Computational Mechanics
Computational mechanics is a framework for discovering the minimal computational model that captures all the statistically significant structure of a stochastic process. Developed primarily by James Crutchfield and collaborators at the Santa Fe Institute, it treats prediction as a problem in machine inference: given observations, what is the simplest model that reproduces the observed statistics and predicts the future as well as possible?
The central object is the epsilon-machine — the minimal unifilar hidden Markov model that captures all the causal states of a process. A causal state is an equivalence class of pasts that make the same prediction about the future. The entropy of the causal state distribution — the statistical complexity — measures how much memory the process must keep to be optimally predictive. This is neither the raw data volume nor the entropy rate, but the structured information: what must be remembered versus what can be forgotten.
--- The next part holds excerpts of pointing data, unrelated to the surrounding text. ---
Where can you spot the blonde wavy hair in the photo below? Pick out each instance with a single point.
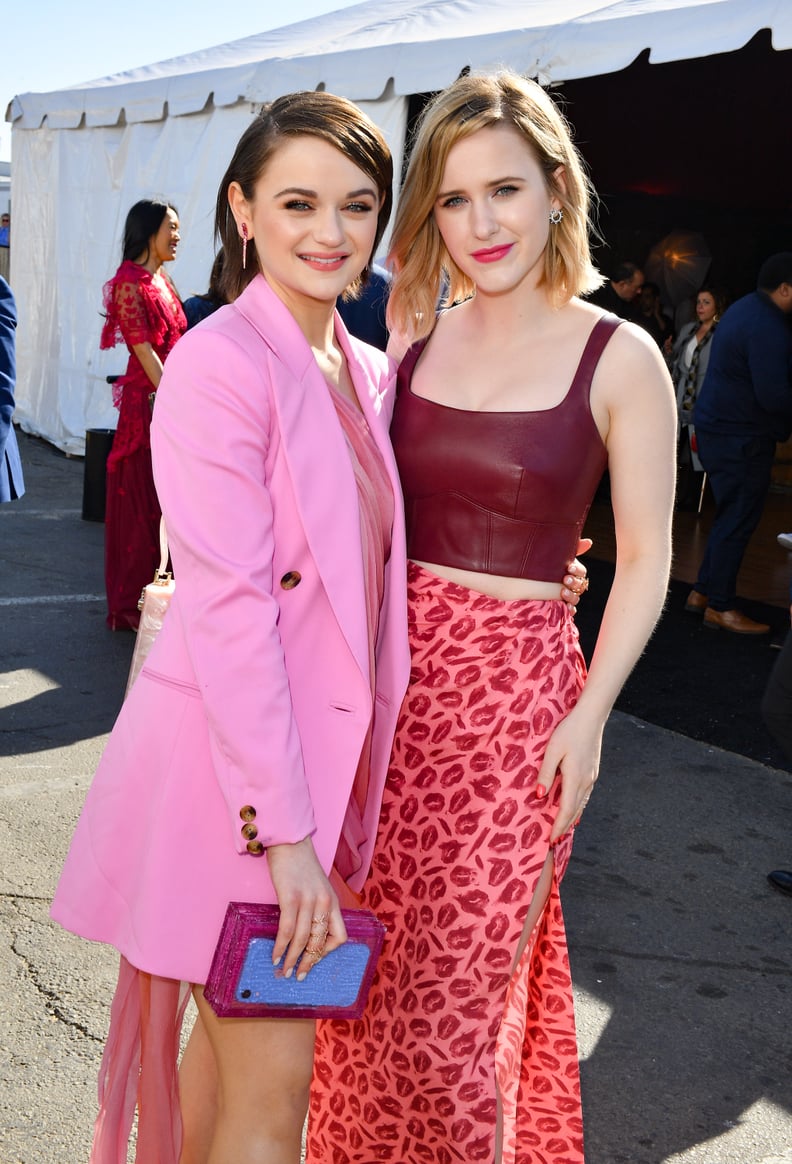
(424, 274)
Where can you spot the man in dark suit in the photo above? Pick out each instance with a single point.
(12, 484)
(620, 293)
(744, 407)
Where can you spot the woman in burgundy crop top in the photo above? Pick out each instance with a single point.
(509, 406)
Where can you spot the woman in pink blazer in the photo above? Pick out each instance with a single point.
(248, 761)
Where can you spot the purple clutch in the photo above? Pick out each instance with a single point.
(242, 981)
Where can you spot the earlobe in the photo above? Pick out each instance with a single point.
(239, 207)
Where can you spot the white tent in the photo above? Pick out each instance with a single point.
(84, 155)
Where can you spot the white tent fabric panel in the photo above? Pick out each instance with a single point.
(421, 44)
(84, 155)
(85, 182)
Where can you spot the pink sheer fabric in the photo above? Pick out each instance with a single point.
(139, 1070)
(376, 520)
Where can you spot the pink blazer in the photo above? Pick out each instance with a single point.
(256, 694)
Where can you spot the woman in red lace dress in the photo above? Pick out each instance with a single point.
(143, 311)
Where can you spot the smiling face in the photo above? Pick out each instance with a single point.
(313, 215)
(493, 210)
(163, 245)
(705, 307)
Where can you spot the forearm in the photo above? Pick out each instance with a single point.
(634, 607)
(149, 362)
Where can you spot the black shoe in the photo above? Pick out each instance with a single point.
(780, 879)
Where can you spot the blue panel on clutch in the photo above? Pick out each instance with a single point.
(333, 981)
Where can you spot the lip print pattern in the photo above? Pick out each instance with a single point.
(451, 1023)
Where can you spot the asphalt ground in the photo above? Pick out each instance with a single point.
(681, 952)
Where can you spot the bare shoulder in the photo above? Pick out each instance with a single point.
(631, 363)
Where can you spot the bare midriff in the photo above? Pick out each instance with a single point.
(495, 586)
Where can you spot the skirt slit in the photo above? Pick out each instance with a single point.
(459, 1048)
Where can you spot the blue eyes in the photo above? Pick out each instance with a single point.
(301, 206)
(460, 199)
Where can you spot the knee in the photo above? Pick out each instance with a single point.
(273, 1105)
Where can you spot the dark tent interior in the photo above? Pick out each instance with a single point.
(700, 146)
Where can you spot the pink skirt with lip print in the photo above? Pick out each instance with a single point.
(453, 1029)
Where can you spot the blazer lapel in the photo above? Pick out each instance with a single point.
(318, 461)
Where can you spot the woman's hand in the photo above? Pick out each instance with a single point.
(575, 580)
(572, 756)
(311, 923)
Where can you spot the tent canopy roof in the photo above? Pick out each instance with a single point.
(416, 44)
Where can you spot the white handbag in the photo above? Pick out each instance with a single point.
(153, 605)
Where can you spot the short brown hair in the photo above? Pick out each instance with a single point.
(312, 114)
(423, 268)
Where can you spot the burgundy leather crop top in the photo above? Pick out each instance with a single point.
(500, 492)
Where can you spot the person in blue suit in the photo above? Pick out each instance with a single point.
(12, 484)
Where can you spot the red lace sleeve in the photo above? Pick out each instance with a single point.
(126, 319)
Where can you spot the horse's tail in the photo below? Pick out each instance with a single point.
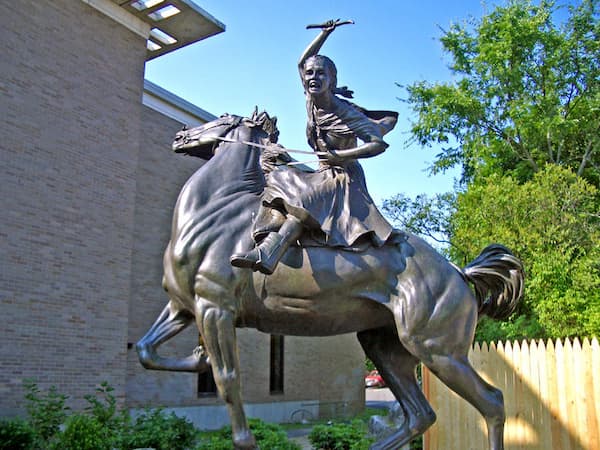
(498, 278)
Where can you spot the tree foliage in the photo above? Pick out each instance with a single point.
(526, 93)
(423, 215)
(522, 120)
(552, 223)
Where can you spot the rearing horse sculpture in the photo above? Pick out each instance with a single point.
(405, 302)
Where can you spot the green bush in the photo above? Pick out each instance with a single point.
(160, 431)
(268, 437)
(46, 411)
(340, 436)
(16, 434)
(83, 432)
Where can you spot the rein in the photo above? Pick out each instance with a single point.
(265, 147)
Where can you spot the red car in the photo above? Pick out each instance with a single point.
(373, 379)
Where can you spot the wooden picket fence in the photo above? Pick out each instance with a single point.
(551, 394)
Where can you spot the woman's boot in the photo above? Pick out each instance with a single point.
(269, 252)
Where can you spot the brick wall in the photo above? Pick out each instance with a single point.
(160, 176)
(71, 91)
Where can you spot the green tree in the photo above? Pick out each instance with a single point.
(522, 119)
(526, 93)
(552, 222)
(423, 215)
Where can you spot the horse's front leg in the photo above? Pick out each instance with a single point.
(218, 330)
(170, 322)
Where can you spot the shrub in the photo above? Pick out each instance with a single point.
(16, 434)
(83, 432)
(160, 431)
(46, 411)
(340, 436)
(268, 436)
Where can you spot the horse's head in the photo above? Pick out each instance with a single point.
(202, 141)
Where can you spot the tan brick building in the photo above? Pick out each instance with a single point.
(87, 188)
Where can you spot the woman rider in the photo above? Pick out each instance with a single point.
(333, 201)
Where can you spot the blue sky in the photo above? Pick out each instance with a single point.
(254, 63)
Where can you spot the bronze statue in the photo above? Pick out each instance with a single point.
(404, 300)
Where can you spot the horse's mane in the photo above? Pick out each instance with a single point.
(267, 123)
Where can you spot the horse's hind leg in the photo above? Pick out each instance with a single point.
(442, 344)
(397, 367)
(458, 375)
(170, 322)
(218, 330)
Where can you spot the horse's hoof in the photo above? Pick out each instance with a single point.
(243, 261)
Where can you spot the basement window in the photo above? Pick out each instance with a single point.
(276, 365)
(161, 36)
(164, 13)
(141, 5)
(152, 46)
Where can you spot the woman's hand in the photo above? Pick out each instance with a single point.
(334, 158)
(330, 25)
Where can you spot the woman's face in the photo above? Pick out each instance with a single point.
(317, 79)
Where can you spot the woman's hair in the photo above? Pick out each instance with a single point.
(329, 66)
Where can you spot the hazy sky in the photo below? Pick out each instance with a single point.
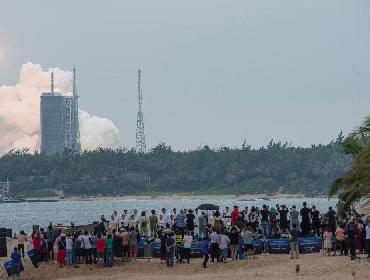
(214, 72)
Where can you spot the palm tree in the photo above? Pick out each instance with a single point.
(354, 187)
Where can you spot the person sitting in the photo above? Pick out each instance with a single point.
(16, 260)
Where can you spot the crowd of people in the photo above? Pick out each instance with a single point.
(219, 233)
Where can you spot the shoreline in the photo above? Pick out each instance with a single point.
(244, 197)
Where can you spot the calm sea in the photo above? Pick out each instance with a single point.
(20, 216)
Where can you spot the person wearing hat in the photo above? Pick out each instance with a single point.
(315, 214)
(294, 218)
(190, 221)
(234, 215)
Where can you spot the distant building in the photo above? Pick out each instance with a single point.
(59, 121)
(52, 123)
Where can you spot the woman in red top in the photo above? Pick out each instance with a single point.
(100, 244)
(36, 249)
(234, 215)
(61, 258)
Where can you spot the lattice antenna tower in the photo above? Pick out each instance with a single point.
(140, 136)
(75, 123)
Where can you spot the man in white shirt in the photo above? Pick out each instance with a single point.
(166, 218)
(223, 244)
(367, 230)
(86, 244)
(186, 243)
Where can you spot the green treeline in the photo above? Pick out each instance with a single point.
(275, 168)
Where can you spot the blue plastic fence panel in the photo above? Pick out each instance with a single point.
(278, 246)
(309, 245)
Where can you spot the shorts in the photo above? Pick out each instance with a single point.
(234, 248)
(50, 246)
(125, 248)
(100, 255)
(248, 247)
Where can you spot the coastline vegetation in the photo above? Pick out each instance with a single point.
(275, 168)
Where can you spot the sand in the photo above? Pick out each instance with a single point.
(312, 266)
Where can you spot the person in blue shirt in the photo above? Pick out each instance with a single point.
(204, 247)
(16, 260)
(93, 247)
(294, 242)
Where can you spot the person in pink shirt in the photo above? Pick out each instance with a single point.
(100, 243)
(36, 249)
(234, 215)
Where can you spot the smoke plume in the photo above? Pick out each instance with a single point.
(20, 112)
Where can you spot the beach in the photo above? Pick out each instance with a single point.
(312, 266)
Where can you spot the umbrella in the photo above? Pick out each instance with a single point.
(206, 206)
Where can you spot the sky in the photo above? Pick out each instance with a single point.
(214, 72)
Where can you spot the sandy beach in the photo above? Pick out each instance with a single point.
(312, 266)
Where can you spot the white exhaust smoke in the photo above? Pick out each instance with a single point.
(20, 112)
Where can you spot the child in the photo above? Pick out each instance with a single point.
(204, 247)
(327, 241)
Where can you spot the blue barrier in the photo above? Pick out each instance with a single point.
(258, 246)
(309, 245)
(30, 253)
(12, 269)
(278, 246)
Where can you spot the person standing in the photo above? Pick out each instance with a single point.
(315, 221)
(283, 223)
(61, 258)
(340, 240)
(367, 235)
(358, 231)
(223, 243)
(331, 219)
(170, 249)
(248, 242)
(351, 233)
(69, 249)
(190, 221)
(186, 244)
(294, 218)
(125, 244)
(108, 250)
(328, 245)
(93, 247)
(202, 225)
(133, 236)
(234, 215)
(265, 221)
(100, 248)
(36, 249)
(181, 222)
(153, 224)
(214, 245)
(305, 214)
(86, 242)
(294, 250)
(22, 240)
(234, 241)
(143, 224)
(204, 247)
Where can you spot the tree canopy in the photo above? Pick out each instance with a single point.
(277, 167)
(354, 186)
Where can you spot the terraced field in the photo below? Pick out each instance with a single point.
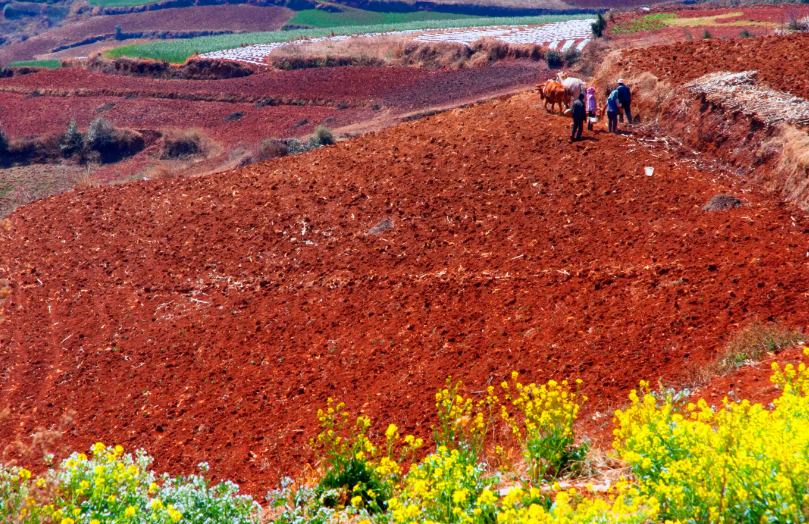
(557, 35)
(179, 50)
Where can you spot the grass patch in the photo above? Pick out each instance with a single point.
(125, 3)
(713, 21)
(663, 20)
(178, 51)
(47, 64)
(644, 23)
(754, 342)
(353, 17)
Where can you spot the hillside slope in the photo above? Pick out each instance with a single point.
(208, 318)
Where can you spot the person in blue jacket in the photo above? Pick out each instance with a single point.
(625, 98)
(612, 111)
(579, 114)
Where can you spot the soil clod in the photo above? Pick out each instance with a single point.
(384, 225)
(721, 203)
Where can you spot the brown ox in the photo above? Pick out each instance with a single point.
(554, 93)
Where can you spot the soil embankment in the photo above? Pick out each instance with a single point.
(208, 318)
(763, 138)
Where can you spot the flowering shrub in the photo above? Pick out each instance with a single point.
(463, 423)
(688, 462)
(741, 463)
(114, 487)
(542, 420)
(521, 507)
(359, 476)
(447, 486)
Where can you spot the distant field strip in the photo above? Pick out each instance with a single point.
(47, 64)
(350, 17)
(562, 35)
(178, 51)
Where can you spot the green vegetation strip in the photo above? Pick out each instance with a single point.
(644, 23)
(123, 3)
(178, 51)
(351, 17)
(47, 64)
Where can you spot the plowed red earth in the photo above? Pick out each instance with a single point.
(236, 18)
(42, 115)
(208, 318)
(405, 87)
(780, 61)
Computational mechanics connects Information Theory to dynamical systems by showing that every stochastic process has an intrinsic computational architecture. The epsilon-machine is not an approximation; it is the unique minimal model that captures all predictive structure. This framework reveals that randomness and structure are not opposites but complementary: a process can have high entropy rate (unpredictable) and high statistical complexity (deeply structured), or low entropy rate and low complexity, or any combination. The taxonomy of processes by their entropy-complexity coordinates is a map of the possible kinds of order.